Bush is apparently a hot ticket on TV, too. The ratings for Meet the Press were 91 percent higher than Sam and Cokie’s on the day Tim Russert flew to Austin and interviewed the guv at the mansion. A cynical part of me wants to believe that one of every two viewers tuned in hoping to see a gaffe, but not even the now-famous pop quiz–the You’re No Jack Kennedy of the 2000 campaign–has slowed the juggernaut. (I’m duty-bound to point out, by the way, that Bush’s answers–General and Lee–may inadvertently tell us something about him: He’s a Dukes of Hazzard fan.) Everyone covering the race is looking for a comparison point for Bush, and I’ve decided it’s Reagan: amiable, genial, an advocate of broad principles instead of specific policies, and blessed with good fortune and an utter coating of Teflon. For instance: Thanks to Jay H. Hatfield, no one talks about his druggie past anymore. The story was always going to be hard to prove, but the burden got damn near impossible when Fortunate Son’s thoroughly implausible afterword withered under the slightest cross-examination. Now anyone who hopes to persuade voters and the media that W. stands for Wasted is going to have to invent a time machine, take us back to the Chateau Bijon in Houston, and put us in the physical presence of the Bombastic Bushkin with a spoon up his nose. Rotsa Ruck.
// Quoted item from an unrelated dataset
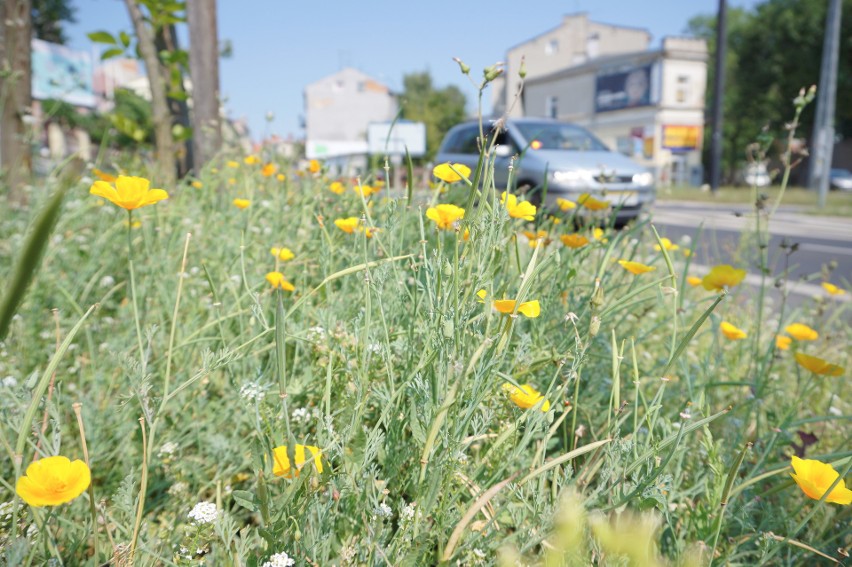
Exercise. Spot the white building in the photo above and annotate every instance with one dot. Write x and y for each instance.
(647, 104)
(338, 110)
(575, 41)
I don’t know about you, but I’ve always thought the potential peril for Bush wasn’t “younger, wilder” but “older, milder”–that is, he’s not nearly as conservative as the GOP would like to believe. Everything to this point had confirmed that sense: his softish stance on abortion, his attacks on the congressional right, his compassion rap. And then he goes to refuses to meet with the Log Cabin Republicans. I thought Anthony Lewis had him dead to rights in today’s Times. Why shouldn’t he meet with them? What’s the harm? Maybe, as Steve Forbes says, he’d do it if they called it a fund-raiser. The Bush we know in Texas–the Bush I know–has too much class to snub anybody, ideology aside. A longtime confrere of his from Dallas, a gay man, called me yesterday in despair, dumbstruck by the decision. If Bush’s good friend Bob Bullock–who as state comptroller and lieutenant governor brought blacks and browns and women and gays into the white-male Texas government–were alive, he’d give him hell. The rest of us should too.